Был у А. Ф. Кони. Он только что из Зимнего дворца, где Государь говорил речь народным представителям. Кони рассказал странное: будто когда Государю Германия уже объявила войну и Государь, поработав, пошел в 1 ч. ночи пить к Государыне чай, принесли телеграмму от Вильгельма II: прошу отложить мобилизацию. Но Кони, как и Репин, не оглушен этой войной. Репин во время всеобщей паники, когда все бегут из Финляндии, красит свой дом (снаружи) и до азарта занят насыпанием в Пенатах холма на том месте, где было болото: «потому что Н. Б-не болото было вредно». Кони с увлечением рассказывает о письмах Некрасова, к-рые ему подарила наследница Ераковых – Данилова*. Салтыкова письма: грубые. «Салтыков вообще был двуличный, грубый, неискренний человек». Неподражаемо подражая голосу Салтыкова, лающему и отрывисто буркающему, он живо восстановил несколько сцен. Напр., когда была дуэль Утина и Утин сидел под арестом, Кони встретился на улице с Салтыковым (мы жили с ним в одном доме):

– Бедный Утин, – говорю я.

– Бедный, бедный (передразнивает Салтыков). А кто виноват? Друзья виноваты.

– Почему?

– Это не друзья, а мерзавцы…

– Позвольте… ведь вы его друг… вы с ним в карты играете…

– В карты играю!.. Мало ли что в карты играю… Играю в карты… а не друг… В карты, а вовсе не друг.

– Но ведь и я к нему отношусь дружески…

– О вас не говорят…

– Но вот Арсеньев…

– Арсеньев… Арсеньев… А вы знаете, кто такой Арсеньев…*

– ?

– Арсеньев – василиск!

Назвать Арсеньева василиском! Это был василек, а не василиск. Малодаровитый, узкий, но – благороднейший.

Потом пошли разговоры о Суворине: оказывается, у Суворина в 1873 г. (или в 74) жена отправилась в гостиницу с каким-то уродом-офицером военным, и там они оба найдены были убитыми. Кони как прокурор вел это дело, и Суворин приходил к нему с просьбой рассказать всю правду. Кони, понятно, скрывал. Суворин был близок к самоубийству. Бывало, сидит в гостиной у Кони и изливает свои муки Щедрину, тот слушает с участием, но чуть Суворин уйдет, издевается над ним и ругает его. Некрасов был не таков: он был порочный, но не дурной человек.

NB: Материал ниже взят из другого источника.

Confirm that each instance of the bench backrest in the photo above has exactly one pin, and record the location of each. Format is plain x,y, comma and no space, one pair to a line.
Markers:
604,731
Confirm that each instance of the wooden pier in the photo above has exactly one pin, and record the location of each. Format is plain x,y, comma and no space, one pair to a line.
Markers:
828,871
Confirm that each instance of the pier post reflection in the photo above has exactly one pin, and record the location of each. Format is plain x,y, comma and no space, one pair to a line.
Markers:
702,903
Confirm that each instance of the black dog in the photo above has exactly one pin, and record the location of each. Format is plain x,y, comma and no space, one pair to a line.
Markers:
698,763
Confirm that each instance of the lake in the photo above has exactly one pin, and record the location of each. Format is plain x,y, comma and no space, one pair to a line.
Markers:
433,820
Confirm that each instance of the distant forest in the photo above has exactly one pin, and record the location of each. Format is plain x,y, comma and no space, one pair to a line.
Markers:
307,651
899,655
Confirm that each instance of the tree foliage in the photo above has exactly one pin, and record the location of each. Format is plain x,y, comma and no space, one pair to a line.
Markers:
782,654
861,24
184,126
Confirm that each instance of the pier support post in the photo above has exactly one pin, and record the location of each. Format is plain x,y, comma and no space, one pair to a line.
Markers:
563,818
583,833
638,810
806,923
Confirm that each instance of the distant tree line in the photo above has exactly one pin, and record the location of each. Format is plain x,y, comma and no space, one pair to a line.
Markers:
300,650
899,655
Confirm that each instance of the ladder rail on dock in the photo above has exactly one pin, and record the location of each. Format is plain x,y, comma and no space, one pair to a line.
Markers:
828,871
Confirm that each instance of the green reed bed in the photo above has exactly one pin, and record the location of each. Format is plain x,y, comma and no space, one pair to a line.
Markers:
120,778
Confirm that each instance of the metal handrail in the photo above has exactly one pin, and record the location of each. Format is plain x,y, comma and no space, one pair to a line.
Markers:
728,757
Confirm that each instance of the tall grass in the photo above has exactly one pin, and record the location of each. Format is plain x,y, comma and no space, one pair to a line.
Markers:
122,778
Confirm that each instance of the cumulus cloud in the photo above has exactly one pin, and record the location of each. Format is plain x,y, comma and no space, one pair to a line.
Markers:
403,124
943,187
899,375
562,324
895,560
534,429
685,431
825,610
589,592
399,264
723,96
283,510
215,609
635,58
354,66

О Зиночке. Бывало, говорит: – Зиночка, выдь, я сейчас нехорошее слово скажу. – Зиночка выходила.

Опять о Государе: побледнел, помолодел, похорошел, прежде был обрюзгший и неуверенный. – Я снова на улице. Извозчики заламывают страшные цены. В «Вене» снята вывеска. У Лейнера тоже: заменены белыми полотняными: «Ресторан о-ва официантов», «Ресторан И. С. Соколова». Вместо «St. Petersburger Zeitung» вывеска: «Немецкая газета». По улицам солдаты с котелками, с лопатами. Страшно, что такую тяжесть носит один человек. У «Вечернего Времени» толпа. Многие жертвуют на флот – сидит даже военный у кружки и дама, напропалую с ним кокетничающая. Какого-то зеленого чертежника, чахоточного, громко (со скандалом) бранят: как вы смели усумниться? как вы смели такое высказать… Он громко кричит «Это ложь!» (яростно). Дама очень добродушная – хохлушка? – читает в окне «Вечернего Времени»: «У Льежа погибло 15 000 немцев» и говорит: «Ну, слава Богу… я счастлива».